§ From Thomas Griffin and Others
2 July 1812, York, Virginia. “The town of York is at this moment totally exposed and defenceless. Neither Cannon or small arms are to be had; in this unprepared state the inhabitants of the town are exposed to the maritime, predatory incursions of our foe. Distant from the chesepeake Bay only ten miles and the capes of Virginia fifty and [illegible] unobstructed navigation of the river for many miles above the town, render us peculiarly liable to depradation.… At this place the river narrows from two miles width both above and below, to the ⟨space?⟩ of three quarters of a mile.
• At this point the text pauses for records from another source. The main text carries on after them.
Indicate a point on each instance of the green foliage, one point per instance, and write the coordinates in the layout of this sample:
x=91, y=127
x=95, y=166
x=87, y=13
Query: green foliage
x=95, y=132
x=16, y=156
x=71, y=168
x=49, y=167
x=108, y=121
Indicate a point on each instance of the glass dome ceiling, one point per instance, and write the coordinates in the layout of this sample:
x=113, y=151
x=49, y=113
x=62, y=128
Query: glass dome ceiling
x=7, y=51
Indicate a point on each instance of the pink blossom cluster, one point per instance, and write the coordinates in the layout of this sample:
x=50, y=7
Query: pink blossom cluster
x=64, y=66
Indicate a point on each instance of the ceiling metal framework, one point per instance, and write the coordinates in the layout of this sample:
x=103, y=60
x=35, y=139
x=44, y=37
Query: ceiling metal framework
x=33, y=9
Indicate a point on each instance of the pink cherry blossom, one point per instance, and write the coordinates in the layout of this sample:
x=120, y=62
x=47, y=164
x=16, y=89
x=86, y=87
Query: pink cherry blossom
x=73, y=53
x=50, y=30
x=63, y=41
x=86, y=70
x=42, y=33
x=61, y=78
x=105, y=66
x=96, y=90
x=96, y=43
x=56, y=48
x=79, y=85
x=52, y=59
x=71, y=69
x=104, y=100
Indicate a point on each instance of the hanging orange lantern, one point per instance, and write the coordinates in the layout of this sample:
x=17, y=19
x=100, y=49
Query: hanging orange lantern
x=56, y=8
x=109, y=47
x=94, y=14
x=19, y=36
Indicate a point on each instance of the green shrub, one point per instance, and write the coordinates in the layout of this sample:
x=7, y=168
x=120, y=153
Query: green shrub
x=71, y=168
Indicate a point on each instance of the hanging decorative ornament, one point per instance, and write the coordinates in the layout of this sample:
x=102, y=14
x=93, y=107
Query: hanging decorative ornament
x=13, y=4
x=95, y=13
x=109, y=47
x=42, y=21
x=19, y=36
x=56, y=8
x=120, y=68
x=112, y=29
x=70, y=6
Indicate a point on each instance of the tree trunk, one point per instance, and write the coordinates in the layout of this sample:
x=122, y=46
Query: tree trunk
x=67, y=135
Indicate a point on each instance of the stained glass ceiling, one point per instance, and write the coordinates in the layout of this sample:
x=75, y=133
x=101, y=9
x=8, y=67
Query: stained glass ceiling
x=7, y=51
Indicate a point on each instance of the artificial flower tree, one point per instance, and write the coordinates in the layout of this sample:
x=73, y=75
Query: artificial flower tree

The Banks on either shore of the river are not less than forty feet perpendicular hight, with the remains of former fortifications that could be, with little expence fully repaird.… If this fort was fortified and protected, it would be the rendezvous of our commerce, and a safe retreat for our navey if it should be compelled by the superior force of the enemy to seek refuge under our cannon. Both above and below the town the river affords bays and inlets where gun boats may hide in ⟨safty?⟩ and whence they could effectually co-operate with the land batteries.” The writers recommend “the early fortifying this port,” believing “that ten twenty four pounders aided by three or four gun boats would be amply sufficient to defend the place against any force the enemy may probably bring against it.”
RC (DNA: RG 107, LRRS, T-122:6). 2 pp. Signed by Thomas Griffin, Joseph Monnett, and William V. Taylor.